Am 11.02.2012 15:46, schrieb Nick Sabalausky:
"Paulo Pinto"<pj...@progtools.org>  wrote in message
news:jh5aip$1qma$1...@digitalmars.com...

I don't see the point.

C++ was the last systems programming language without GC getting market
share. I seriously doubt any new systems programming language without GC
will ever suceed.


You're looking at it backwards. The whole point is for places where you
wouldn't want GC. Those people are currently limited to the rotting,
antiquated C and...that's about it. Nobody said this "D-" would need to take
over the world. It can still succeed in a niche, and that niche is the whole
point here.

Specially since systems programming in MacOS X and Windows world is

Nobody's talking about Mac and Windows here.

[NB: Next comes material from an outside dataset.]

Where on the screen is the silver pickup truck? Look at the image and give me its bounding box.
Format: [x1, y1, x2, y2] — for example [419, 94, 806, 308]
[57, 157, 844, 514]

So sum this up. If you need a languague without GC, C and C++ are quite
good,

That's laughable. C and C++ are convoluted anachronistic crap. The only
reason anyone still uses them is because 99.99% of language designers feel
the way you do, and as a reasult, C/C++ remain the *only* options for
certain uses.


The reason being that if you remove the GC, then you end up with some kind of C, C++, Pascal or Ada flavour, because there is only so much you
can do without a GC.

So in the end you just get an already existing language, but with different syntax.

So it is not worth the effort designing such languages.

More to the point, research has proven that system programming languages with GC is possible, they have yet not become mainstream because for a systems programming language to become mainstream it has to be choosen from a major OS company.

One of the things I like in D is that it really feels like Sing#, the C#
Singularity version but open source.